If the final weeks of the 2011 season taught us anything, it’s that leads in the standings aren’t safe and that it’s dangerous to proclaim a team dead in early September, let alone late July. But after winning the series opener against the Red Sox on Friday night, Yankees fans may have smelled blood: Boston was in last place and 11.5 games out of first, and with the team two games under .500 through 100 games, Dustin Pedroia was pretty down. Losses in the final two of the series would have dropped the Sox to 13.5 games out of first. The Yankees came close to winning both of those games. They ended up winning neither.
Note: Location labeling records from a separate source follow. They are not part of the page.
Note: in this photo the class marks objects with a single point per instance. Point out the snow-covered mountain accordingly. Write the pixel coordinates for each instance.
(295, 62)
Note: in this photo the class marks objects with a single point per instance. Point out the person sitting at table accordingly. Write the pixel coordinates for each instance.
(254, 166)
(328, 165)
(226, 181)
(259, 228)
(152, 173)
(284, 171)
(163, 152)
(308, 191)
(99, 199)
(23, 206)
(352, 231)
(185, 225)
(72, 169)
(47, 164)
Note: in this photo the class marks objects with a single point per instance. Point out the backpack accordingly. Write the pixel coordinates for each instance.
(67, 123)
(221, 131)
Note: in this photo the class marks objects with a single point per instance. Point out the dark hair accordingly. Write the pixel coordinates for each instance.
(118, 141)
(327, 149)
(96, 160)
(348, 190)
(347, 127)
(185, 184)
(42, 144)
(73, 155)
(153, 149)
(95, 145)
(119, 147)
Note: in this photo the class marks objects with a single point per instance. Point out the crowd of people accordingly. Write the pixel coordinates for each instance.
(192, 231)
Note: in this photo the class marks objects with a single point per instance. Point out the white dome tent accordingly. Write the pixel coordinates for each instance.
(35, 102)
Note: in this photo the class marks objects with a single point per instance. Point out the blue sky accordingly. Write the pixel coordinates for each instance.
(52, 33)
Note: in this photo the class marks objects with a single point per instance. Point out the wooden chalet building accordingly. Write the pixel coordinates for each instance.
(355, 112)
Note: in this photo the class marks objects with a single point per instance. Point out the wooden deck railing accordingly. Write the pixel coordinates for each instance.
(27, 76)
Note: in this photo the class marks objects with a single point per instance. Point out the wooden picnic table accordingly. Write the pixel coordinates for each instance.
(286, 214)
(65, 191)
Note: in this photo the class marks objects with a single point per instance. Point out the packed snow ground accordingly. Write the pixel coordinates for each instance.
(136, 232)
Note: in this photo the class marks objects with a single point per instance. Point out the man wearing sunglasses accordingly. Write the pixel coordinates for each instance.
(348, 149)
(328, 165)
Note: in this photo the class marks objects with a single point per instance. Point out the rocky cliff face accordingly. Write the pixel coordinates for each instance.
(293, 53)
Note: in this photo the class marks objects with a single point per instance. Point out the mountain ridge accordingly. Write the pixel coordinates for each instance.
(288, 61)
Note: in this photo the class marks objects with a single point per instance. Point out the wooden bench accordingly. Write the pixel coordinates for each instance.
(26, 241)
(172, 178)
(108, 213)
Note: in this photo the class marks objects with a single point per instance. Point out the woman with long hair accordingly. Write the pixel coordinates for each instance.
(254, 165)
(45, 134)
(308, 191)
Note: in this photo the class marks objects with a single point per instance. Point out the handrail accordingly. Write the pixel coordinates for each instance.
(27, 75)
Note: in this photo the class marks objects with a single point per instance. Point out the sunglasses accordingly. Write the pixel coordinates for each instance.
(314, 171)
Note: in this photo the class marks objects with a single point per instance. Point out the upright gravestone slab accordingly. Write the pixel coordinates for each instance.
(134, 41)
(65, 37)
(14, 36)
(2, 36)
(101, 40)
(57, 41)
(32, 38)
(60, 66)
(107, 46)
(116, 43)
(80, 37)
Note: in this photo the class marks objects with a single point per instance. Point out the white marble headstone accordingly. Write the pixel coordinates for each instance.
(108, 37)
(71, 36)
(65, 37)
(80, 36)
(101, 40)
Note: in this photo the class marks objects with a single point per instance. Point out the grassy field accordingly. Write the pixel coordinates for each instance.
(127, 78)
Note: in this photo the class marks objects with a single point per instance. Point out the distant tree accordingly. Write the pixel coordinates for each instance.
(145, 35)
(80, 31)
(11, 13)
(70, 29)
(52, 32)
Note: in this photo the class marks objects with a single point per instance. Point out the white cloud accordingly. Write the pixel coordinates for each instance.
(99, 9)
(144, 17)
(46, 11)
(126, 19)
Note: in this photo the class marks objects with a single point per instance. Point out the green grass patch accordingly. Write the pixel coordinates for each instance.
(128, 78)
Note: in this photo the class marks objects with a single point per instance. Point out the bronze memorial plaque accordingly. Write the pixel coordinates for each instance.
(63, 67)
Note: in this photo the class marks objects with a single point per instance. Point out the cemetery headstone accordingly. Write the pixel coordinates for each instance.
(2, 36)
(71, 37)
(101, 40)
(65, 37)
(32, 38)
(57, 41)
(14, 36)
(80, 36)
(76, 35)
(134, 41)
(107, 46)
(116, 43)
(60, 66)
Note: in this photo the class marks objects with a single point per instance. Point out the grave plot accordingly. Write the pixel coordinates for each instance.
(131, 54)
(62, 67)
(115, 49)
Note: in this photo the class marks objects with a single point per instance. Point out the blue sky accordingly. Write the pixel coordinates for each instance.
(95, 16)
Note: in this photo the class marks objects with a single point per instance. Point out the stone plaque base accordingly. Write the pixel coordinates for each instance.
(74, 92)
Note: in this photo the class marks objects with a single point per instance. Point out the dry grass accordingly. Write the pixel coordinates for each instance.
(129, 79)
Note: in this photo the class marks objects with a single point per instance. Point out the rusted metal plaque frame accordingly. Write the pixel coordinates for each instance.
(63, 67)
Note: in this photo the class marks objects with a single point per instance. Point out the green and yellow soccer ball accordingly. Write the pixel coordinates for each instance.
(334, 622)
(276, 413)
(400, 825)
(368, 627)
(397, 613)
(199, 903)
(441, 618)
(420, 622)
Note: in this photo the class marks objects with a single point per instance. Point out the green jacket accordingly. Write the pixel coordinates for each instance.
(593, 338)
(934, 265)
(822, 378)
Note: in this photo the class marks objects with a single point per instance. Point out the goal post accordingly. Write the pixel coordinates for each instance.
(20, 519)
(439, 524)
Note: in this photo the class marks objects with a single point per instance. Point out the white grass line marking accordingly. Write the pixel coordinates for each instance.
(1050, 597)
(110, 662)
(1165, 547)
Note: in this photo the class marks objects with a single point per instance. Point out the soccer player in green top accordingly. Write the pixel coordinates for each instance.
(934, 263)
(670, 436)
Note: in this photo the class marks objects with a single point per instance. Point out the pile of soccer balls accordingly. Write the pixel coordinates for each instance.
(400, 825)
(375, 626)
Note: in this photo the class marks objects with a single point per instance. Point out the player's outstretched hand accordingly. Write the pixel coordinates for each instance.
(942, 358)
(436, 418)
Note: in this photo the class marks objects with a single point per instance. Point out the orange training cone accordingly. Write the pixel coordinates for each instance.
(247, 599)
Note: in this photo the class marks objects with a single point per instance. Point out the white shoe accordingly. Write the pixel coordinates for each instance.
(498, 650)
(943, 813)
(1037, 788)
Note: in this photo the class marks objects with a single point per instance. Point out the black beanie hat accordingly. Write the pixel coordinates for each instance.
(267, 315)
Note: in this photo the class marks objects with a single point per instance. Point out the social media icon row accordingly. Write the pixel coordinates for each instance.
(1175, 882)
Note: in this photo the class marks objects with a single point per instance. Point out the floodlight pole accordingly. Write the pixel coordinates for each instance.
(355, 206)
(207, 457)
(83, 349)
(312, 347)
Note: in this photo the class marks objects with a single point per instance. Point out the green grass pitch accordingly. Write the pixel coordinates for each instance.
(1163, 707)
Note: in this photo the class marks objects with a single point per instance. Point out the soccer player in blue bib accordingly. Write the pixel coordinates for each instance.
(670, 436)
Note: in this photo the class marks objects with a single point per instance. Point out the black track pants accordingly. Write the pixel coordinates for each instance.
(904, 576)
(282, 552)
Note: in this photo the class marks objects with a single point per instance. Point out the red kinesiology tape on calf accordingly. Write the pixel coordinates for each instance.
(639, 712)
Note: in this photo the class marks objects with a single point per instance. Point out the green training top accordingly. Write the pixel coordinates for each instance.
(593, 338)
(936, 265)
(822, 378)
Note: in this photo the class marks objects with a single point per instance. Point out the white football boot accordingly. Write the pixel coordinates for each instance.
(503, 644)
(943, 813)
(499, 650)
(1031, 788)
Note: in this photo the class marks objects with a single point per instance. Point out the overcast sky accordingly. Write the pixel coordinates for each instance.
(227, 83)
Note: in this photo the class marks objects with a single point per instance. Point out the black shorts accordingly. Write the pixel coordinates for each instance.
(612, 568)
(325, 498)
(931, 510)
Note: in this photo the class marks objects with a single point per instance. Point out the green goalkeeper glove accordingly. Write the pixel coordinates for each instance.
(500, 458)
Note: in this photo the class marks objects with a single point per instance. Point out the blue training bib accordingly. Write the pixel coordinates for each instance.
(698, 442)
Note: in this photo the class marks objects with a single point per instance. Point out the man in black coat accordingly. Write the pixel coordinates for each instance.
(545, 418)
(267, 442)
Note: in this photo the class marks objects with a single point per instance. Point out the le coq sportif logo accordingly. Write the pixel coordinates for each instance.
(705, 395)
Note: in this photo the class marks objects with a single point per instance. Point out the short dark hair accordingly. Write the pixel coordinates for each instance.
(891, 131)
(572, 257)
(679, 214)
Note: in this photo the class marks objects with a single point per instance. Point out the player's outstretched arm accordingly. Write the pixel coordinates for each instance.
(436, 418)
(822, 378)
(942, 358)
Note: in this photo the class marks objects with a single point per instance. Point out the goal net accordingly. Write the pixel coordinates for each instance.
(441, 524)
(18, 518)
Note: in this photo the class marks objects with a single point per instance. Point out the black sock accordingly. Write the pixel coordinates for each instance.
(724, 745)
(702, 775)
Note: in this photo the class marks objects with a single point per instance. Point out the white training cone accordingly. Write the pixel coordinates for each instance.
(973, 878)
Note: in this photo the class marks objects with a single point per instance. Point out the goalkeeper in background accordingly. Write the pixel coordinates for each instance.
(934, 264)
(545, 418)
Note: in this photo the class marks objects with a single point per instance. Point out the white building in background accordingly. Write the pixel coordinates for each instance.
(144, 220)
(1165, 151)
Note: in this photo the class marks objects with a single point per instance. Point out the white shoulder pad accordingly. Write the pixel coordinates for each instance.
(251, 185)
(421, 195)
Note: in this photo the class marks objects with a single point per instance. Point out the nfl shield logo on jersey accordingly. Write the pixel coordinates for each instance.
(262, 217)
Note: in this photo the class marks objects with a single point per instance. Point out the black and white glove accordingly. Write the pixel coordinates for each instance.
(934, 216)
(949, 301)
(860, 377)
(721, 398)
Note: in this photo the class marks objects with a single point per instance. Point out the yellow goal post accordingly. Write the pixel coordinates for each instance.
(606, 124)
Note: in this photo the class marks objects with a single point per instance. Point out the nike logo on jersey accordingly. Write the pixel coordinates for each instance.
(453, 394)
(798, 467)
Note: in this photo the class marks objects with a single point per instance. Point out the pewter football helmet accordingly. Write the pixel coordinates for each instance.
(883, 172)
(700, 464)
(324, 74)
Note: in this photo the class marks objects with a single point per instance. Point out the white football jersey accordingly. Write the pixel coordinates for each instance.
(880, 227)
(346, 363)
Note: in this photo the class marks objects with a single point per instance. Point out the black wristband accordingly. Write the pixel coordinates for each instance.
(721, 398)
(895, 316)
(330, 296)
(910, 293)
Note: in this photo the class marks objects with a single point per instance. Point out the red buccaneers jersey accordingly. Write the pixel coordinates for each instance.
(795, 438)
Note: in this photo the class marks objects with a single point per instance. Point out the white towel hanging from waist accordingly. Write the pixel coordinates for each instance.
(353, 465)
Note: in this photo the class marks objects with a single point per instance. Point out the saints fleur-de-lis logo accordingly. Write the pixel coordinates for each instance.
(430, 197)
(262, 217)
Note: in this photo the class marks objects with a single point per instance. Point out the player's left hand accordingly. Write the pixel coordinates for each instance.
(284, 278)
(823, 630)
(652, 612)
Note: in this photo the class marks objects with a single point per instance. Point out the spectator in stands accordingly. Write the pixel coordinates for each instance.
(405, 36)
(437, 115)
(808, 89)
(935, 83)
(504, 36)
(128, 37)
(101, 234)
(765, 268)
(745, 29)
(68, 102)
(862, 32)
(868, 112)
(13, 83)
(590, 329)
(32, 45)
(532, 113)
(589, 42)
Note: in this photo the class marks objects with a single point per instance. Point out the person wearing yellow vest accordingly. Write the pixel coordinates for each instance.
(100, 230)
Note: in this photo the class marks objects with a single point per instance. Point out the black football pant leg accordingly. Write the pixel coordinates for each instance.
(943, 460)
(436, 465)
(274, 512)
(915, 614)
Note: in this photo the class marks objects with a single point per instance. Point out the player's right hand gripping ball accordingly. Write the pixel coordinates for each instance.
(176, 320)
On Saturday, the Yankees rallied back from a 6-1 deficit, then tied the game in the eighth on a Mark Teixeira home run off Vicente Padilla that will help set the stage for the inevitable bench-clearing brawl that those two will start. But the Yanks would lose in the ninth after a Curtis Granderson miscue in center led to a Pedro Ciriaco triple. Then last night, the Yankees came back from a 2-0 deficit, again tying the game in the eighth. But Ciriaco’s tenth-inning RBI single off David Robertson gave the Sox a 3-2 lead, and Boston’s win gave them a series victory. Obviously, Terry Francona’s visit to the Boston clubhouse on Saturday has turned the team’s fortune around.
This weekend’s series may have felt like it lacked some of the hype that usually surrounds games between these teams, but one can be sure that the Red Sox understood how much the series meant, rivalry or no rivalry. They were a last-place team that couldn’t afford to get swept by a first-place team, and even if the division is out of reach (they’re 9.5 out), the Wild Card standings are so crowded that they have to at least try to keep pace with the teams around them. (As it stands, they’re four games out of a Wild Card spot, but they’re seventh in those Wild Card standings.)
These teams next play August 17 in the Bronx. And seriously, considering the history between the two of them and considering that the Yankees’ first-baseman is still two steps out of the batter’s box, admiring the home run he hit Saturday, that Padilla–Teixeira brawl is happening before this season is over. They might as well just get it over with next month.